The fall of ZISCO haunts Zimbabwe economy

Lovemore Lubinda

The cash strapped Zimbabwean government recently announced its intention to sell its stake at the Zimbabwe Iron and Steel Company (ZISCO) as an element of a revived attempt to bring the long dead parastatal and the once one of the biggest employers back to life.

This follows a series of other failed attempts in 2006 and 2010 respectively. Essar Africa Holdings entered into deal with government in 2010, where it was going to inject $750 million to secure 54 percent, with the government getting a larger percentage of the shared remainder with minority shareholders. The deal never materialised owing to alleged misunderstandings between the parties.

Meanwhile, the Engineering Iron and Steel Association of Zimbabwe (EISAZ) launched the sector’s resuscitation road map for the period 2015 to 2020 running under the theme; ‘Embracing Value Chain Linkages As The Key To Increased Capacity and Competitiveness,’ that seeks to identify challenges, opportunities, and key activities needed to address value chain constraints.
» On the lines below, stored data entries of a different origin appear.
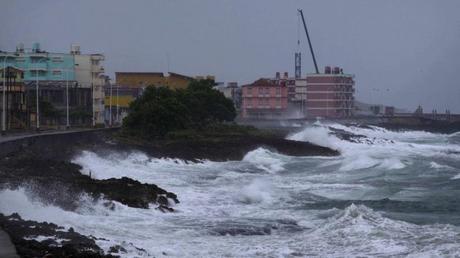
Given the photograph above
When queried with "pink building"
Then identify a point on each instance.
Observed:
(265, 98)
(330, 94)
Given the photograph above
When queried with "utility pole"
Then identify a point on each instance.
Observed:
(110, 106)
(67, 99)
(117, 105)
(4, 97)
(309, 42)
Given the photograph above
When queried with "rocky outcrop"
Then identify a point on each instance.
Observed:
(61, 183)
(226, 148)
(34, 239)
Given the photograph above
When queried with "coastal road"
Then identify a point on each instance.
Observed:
(12, 137)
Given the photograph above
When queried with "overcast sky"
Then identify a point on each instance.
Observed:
(403, 53)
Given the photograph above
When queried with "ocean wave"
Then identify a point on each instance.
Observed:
(360, 230)
(266, 160)
(375, 147)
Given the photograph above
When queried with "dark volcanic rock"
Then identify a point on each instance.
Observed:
(56, 241)
(227, 148)
(61, 183)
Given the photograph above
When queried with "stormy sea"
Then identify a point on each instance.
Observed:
(388, 194)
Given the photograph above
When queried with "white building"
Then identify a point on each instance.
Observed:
(89, 72)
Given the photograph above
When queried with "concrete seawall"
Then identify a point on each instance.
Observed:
(55, 143)
(50, 145)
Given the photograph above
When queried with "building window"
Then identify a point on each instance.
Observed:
(57, 59)
(57, 72)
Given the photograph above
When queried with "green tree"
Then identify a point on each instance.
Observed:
(161, 110)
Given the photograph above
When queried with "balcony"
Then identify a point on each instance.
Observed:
(97, 69)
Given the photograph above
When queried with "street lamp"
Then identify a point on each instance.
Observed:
(67, 96)
(37, 95)
(4, 97)
(4, 94)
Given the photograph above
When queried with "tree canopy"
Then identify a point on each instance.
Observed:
(161, 110)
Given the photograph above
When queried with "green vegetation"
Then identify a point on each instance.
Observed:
(162, 112)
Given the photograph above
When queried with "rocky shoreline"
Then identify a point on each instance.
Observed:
(43, 166)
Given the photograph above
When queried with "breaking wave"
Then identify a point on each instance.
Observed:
(388, 194)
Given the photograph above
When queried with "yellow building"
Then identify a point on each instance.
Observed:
(142, 80)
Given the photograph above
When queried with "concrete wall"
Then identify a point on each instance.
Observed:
(56, 145)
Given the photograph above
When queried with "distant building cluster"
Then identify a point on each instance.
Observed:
(329, 95)
(59, 80)
(50, 90)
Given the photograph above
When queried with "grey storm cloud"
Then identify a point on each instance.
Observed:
(403, 53)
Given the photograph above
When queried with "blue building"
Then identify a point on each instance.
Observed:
(41, 65)
(53, 74)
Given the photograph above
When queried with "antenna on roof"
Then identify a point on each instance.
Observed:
(309, 42)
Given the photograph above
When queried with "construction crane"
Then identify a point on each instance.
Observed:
(309, 42)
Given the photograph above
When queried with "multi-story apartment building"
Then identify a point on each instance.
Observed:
(233, 92)
(58, 74)
(330, 94)
(89, 73)
(265, 99)
(15, 98)
(144, 79)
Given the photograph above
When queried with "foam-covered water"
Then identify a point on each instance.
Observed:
(388, 194)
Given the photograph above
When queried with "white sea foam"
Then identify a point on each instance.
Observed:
(257, 191)
(266, 160)
(382, 148)
(265, 190)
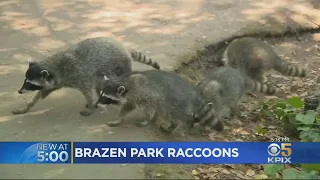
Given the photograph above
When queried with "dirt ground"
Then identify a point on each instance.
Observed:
(164, 30)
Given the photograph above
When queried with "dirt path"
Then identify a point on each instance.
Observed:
(161, 29)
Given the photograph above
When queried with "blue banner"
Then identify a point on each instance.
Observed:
(35, 152)
(159, 153)
(196, 153)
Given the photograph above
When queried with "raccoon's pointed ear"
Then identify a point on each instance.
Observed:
(121, 90)
(209, 104)
(105, 78)
(44, 74)
(31, 62)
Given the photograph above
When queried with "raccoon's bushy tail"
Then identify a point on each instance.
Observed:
(289, 69)
(139, 57)
(260, 87)
(207, 117)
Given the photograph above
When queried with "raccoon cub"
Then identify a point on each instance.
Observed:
(160, 94)
(255, 57)
(224, 87)
(80, 67)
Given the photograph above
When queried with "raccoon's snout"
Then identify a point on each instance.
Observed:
(219, 126)
(22, 90)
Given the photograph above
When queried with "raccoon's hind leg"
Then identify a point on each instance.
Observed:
(90, 105)
(98, 91)
(234, 110)
(169, 129)
(151, 116)
(40, 95)
(257, 75)
(125, 109)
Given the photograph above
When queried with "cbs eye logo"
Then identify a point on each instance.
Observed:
(285, 149)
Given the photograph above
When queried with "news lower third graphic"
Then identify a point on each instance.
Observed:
(159, 153)
(35, 152)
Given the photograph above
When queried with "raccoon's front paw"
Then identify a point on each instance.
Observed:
(263, 79)
(114, 123)
(95, 106)
(21, 110)
(166, 130)
(86, 112)
(142, 123)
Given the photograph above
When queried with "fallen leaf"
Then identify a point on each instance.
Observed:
(195, 172)
(224, 171)
(250, 173)
(261, 176)
(272, 127)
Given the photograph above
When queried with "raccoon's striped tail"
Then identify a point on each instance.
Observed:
(260, 87)
(207, 118)
(289, 69)
(139, 57)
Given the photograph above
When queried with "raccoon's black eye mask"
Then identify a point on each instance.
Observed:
(32, 87)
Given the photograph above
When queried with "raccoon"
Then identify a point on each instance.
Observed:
(255, 57)
(159, 94)
(80, 67)
(224, 87)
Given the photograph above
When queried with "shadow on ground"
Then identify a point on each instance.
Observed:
(163, 30)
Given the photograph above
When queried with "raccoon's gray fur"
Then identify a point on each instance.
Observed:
(160, 94)
(224, 87)
(255, 57)
(82, 67)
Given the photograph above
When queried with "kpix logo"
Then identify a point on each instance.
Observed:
(275, 150)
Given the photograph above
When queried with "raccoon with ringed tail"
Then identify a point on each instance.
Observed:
(224, 86)
(161, 95)
(255, 57)
(80, 67)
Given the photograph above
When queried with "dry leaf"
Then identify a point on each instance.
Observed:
(195, 172)
(224, 171)
(261, 176)
(250, 173)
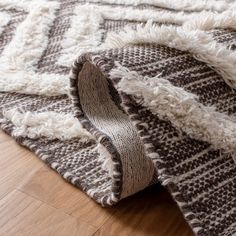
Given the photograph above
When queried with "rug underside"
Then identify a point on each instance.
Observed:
(119, 95)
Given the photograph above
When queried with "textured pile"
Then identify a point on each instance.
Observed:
(150, 98)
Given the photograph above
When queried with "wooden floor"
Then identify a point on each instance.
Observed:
(34, 200)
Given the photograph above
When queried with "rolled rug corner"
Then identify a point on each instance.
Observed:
(156, 123)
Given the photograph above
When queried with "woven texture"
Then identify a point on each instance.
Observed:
(130, 147)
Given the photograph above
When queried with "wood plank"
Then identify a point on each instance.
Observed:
(47, 186)
(23, 215)
(16, 164)
(151, 212)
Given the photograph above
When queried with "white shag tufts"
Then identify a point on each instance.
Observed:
(32, 83)
(180, 107)
(18, 59)
(51, 125)
(197, 42)
(86, 34)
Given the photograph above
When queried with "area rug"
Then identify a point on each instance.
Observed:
(118, 95)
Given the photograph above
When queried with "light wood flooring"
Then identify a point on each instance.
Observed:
(34, 200)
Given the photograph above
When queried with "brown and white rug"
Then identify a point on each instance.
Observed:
(150, 98)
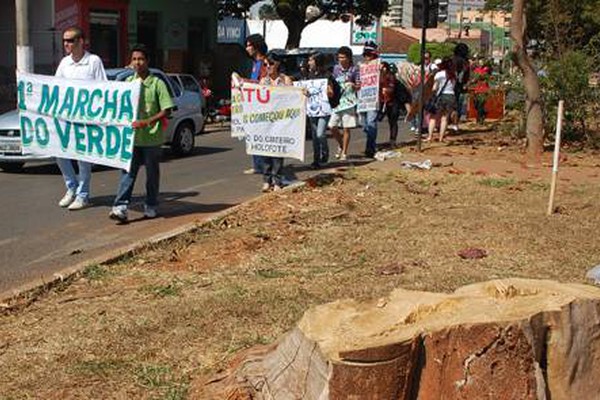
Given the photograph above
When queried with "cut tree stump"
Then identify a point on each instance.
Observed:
(504, 339)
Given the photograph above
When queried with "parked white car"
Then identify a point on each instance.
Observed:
(186, 120)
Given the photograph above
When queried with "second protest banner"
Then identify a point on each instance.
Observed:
(368, 95)
(77, 119)
(271, 119)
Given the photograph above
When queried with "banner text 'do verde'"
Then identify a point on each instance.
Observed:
(78, 119)
(271, 119)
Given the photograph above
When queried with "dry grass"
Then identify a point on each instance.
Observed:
(146, 326)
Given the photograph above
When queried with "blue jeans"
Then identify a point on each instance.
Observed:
(318, 126)
(78, 184)
(370, 129)
(272, 170)
(150, 157)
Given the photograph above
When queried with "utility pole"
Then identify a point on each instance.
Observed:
(462, 10)
(24, 48)
(425, 23)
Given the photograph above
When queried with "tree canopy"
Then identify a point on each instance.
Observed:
(295, 16)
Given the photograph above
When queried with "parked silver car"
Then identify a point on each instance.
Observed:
(185, 123)
(186, 120)
(188, 83)
(12, 156)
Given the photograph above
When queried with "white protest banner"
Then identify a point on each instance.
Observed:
(368, 94)
(317, 102)
(78, 119)
(272, 119)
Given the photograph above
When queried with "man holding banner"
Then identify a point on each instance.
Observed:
(77, 64)
(368, 95)
(154, 107)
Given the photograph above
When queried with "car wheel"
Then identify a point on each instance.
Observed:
(183, 140)
(11, 167)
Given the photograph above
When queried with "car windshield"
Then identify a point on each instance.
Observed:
(122, 74)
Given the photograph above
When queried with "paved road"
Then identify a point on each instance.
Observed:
(38, 239)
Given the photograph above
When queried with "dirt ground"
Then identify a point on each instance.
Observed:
(151, 325)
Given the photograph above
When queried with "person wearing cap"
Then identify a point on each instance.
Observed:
(344, 115)
(370, 55)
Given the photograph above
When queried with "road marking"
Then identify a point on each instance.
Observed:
(7, 241)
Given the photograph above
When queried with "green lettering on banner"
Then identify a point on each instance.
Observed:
(79, 137)
(126, 106)
(110, 104)
(127, 140)
(113, 141)
(41, 132)
(21, 93)
(83, 97)
(26, 131)
(63, 134)
(95, 136)
(67, 104)
(94, 98)
(49, 100)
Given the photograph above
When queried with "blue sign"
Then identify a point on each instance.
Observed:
(231, 30)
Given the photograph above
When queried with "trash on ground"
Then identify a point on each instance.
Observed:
(472, 253)
(594, 274)
(416, 165)
(386, 155)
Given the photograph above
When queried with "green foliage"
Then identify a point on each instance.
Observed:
(437, 50)
(94, 272)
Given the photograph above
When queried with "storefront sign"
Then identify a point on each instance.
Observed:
(317, 103)
(231, 30)
(368, 95)
(363, 34)
(77, 119)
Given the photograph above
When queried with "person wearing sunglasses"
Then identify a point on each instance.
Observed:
(77, 64)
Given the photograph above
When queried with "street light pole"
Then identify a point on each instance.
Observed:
(24, 48)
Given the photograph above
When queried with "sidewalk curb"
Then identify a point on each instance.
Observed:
(26, 294)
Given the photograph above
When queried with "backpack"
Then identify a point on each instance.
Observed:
(334, 92)
(401, 93)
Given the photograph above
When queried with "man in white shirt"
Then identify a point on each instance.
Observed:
(77, 64)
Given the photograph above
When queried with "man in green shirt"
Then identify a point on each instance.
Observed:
(154, 107)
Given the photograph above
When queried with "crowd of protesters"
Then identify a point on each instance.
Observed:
(446, 81)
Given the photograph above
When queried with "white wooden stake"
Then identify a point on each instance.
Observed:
(556, 157)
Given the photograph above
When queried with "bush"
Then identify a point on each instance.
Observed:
(437, 50)
(567, 78)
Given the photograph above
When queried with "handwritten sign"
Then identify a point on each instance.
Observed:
(368, 95)
(77, 119)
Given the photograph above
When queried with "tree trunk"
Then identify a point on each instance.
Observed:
(295, 26)
(533, 97)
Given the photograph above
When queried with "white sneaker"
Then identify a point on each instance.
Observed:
(338, 153)
(118, 213)
(79, 204)
(149, 212)
(67, 199)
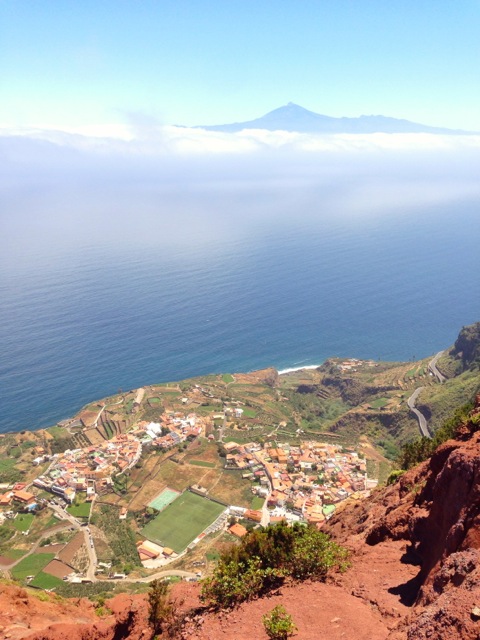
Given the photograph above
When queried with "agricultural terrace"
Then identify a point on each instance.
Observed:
(182, 521)
(164, 498)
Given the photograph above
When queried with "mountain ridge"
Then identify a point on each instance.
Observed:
(294, 118)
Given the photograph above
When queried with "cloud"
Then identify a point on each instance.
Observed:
(143, 134)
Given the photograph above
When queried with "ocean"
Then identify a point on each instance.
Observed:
(115, 287)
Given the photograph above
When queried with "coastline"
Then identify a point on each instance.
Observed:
(281, 372)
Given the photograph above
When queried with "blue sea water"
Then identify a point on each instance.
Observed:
(131, 293)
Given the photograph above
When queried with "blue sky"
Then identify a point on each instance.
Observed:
(67, 64)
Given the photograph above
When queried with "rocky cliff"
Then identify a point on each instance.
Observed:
(415, 553)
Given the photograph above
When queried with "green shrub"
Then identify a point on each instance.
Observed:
(266, 557)
(278, 624)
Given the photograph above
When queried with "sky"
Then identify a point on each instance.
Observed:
(93, 65)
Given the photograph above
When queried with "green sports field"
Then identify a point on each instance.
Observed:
(182, 521)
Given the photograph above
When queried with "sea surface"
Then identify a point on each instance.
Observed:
(103, 293)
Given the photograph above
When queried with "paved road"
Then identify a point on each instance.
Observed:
(162, 574)
(422, 421)
(432, 366)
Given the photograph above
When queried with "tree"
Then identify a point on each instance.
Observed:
(160, 609)
(278, 624)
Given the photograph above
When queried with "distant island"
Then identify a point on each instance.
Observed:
(295, 118)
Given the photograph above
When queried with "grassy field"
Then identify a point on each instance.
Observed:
(202, 463)
(45, 581)
(31, 565)
(81, 510)
(23, 521)
(163, 499)
(182, 521)
(379, 403)
(257, 502)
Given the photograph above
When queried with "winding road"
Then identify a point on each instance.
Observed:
(422, 421)
(432, 367)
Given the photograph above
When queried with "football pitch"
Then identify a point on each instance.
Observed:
(182, 521)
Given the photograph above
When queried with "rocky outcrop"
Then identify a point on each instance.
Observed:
(434, 510)
(415, 575)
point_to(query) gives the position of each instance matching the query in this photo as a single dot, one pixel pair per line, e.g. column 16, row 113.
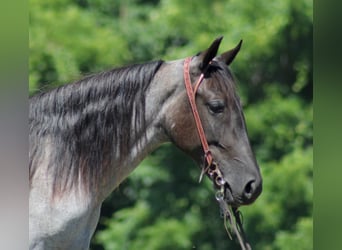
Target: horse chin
column 229, row 198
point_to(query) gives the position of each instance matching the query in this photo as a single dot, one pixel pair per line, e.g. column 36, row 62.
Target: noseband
column 210, row 167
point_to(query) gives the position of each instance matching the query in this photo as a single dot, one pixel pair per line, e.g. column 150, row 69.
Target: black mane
column 88, row 123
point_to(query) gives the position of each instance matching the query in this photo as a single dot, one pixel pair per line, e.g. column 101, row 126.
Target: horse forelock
column 222, row 80
column 88, row 124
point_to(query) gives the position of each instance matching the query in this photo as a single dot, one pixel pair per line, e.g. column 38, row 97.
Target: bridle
column 210, row 167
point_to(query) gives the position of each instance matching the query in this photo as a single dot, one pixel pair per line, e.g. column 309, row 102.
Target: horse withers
column 88, row 136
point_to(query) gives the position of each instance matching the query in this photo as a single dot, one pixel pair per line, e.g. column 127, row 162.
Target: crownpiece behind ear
column 229, row 56
column 207, row 55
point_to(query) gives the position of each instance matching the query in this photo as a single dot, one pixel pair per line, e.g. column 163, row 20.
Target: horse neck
column 158, row 99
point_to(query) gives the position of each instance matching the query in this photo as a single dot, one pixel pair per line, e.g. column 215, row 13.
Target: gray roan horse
column 87, row 137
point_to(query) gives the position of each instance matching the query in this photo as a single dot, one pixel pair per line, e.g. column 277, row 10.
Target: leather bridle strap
column 191, row 92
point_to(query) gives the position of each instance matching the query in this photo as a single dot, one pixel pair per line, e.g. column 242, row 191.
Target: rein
column 210, row 168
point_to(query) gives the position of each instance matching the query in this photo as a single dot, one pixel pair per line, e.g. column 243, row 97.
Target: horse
column 86, row 137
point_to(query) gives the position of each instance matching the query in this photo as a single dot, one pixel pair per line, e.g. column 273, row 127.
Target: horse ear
column 207, row 55
column 229, row 56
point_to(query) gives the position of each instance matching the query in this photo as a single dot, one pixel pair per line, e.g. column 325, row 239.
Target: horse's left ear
column 206, row 56
column 229, row 56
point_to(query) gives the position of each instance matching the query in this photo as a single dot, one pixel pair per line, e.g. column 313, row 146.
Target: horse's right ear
column 229, row 56
column 206, row 56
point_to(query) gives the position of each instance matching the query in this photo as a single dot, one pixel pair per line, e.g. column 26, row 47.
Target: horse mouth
column 230, row 199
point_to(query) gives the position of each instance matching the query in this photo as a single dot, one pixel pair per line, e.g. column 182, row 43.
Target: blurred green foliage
column 162, row 205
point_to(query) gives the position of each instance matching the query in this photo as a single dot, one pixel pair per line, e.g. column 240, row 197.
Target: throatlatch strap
column 191, row 95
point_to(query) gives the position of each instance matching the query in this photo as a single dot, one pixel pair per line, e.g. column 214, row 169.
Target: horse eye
column 216, row 107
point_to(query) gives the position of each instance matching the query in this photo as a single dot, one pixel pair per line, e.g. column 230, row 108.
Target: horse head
column 223, row 122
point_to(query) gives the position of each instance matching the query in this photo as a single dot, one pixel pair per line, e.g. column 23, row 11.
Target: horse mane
column 89, row 124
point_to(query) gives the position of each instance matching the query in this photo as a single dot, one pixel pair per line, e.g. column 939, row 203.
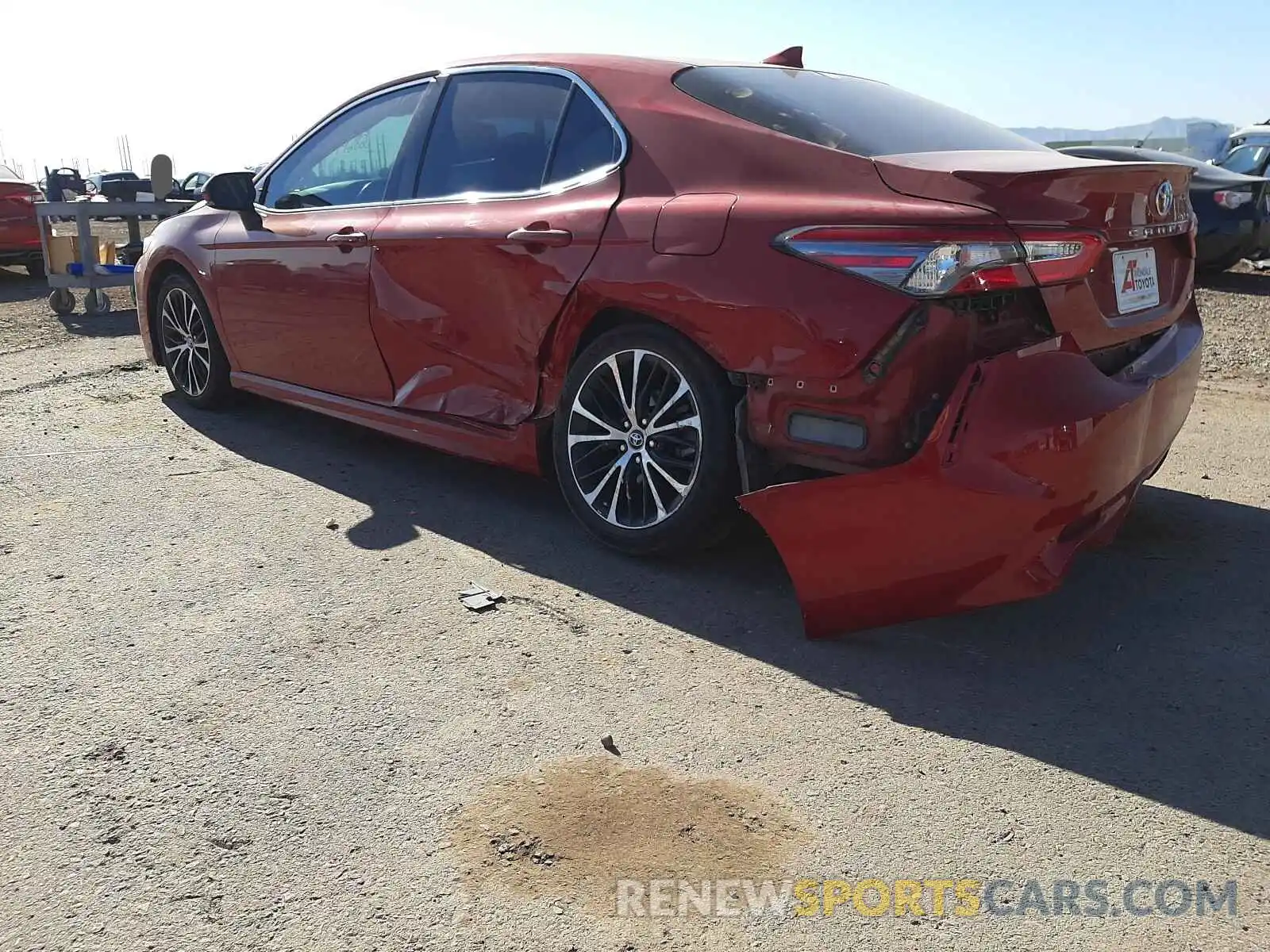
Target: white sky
column 226, row 83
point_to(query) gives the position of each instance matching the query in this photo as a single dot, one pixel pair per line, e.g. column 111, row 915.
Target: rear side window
column 493, row 133
column 587, row 141
column 842, row 112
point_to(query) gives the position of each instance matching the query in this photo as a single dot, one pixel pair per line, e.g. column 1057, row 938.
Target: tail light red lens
column 1232, row 200
column 937, row 263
The strategy, which is in possession of Zim News reveals that a number of challenges has seen engineering, iron and steel sector taking a knock, owing to the fall of ZISCO. The sector performed badly between 2011 and 2014 where more than 4,600 companies ceased operations, resulting in the loss of 55,443 jobs driving families into poverty.

“Capacity utilisation declined from an average 57 percent in 2011 to 44 percent in 2012 and 39 percent in 2013 respectively, while erratic power supplies, lack of capital, higher input costs, obsolete machinery and dilapidated infrastructure also dogged the sector,” the road map states.

According to the then President of the EISAZ Zondi Kumwenda, during the launch in 2015, the association having noticed the challenges dogging the sector realised the need of embarking on a wide-ranging value chain analysis.

“This comes at the moment when the sector is facing serious challenges further aggravated by the fall of ZISCO which sustained industries based in Kwekwe, Gweru, Redcliff, and the surrounding areas, creating employment to thousands of people, in firms whose operations depended in a way or the other on the steel giant,” he said then.

The sector registered a total shortfall of about USD 3.3 billion in the period 2008-2012 translating into an average deficit of about USD660 million per year. Exports amounted to 41% (USD7 billion) of trade, against 59% (USD10 billion) imports. Exports were dominated by non value added engineering goods hence, the reduced returns.

EISAZ’s envisaged 2015 to 2020 strategy is a united effort with government, engineering, iron and steel industry, including private sector companies, and civil society taking part in a market-driven value chain analysis.

A study by Zimbabwe Economic Policy Analysis and Research Unit (ZEPARU) in relation to the strategy reveals that country’s uncompetitive technologies on the regional and international market, lack of foreign demand for Zimbabwean products, tax rates, administration obstacles, corruption and labour and health issues were prevalent in the sector.

It also emphasised on the integration between training institutions and industry, SMEs and regularisation of the informal sector, as well as the formalisation of the scrap metal industry, so that they feed back into the main stream sector in harmony.  

The recent call by the government comes high on the heels of repeated appeals by Industry and Commerce minister Mike Bimha who is on record for pointing out the need to revive ZISCO. Officiating at the Confederation of Zimbabwe Industries in July this year he said efforts were underway by government to sanitise the parastatal’s books so that new investors start on a clean bill.

He called upon investors to think universally and act locally through buy in, own up, and tame the regional and international industrialisation strategies for the benefit of the sector.

Investment opportunities in the country have over the years been undermined by corruption within public and private sectors, disharmony between government ministries, misconceptions on the indigenisation laws, and bureaucratic red tape. These have affected the ease of doing business and several business deals have suffered still births as a result. The government has of late expressed its commitment in improving the ease of doing business.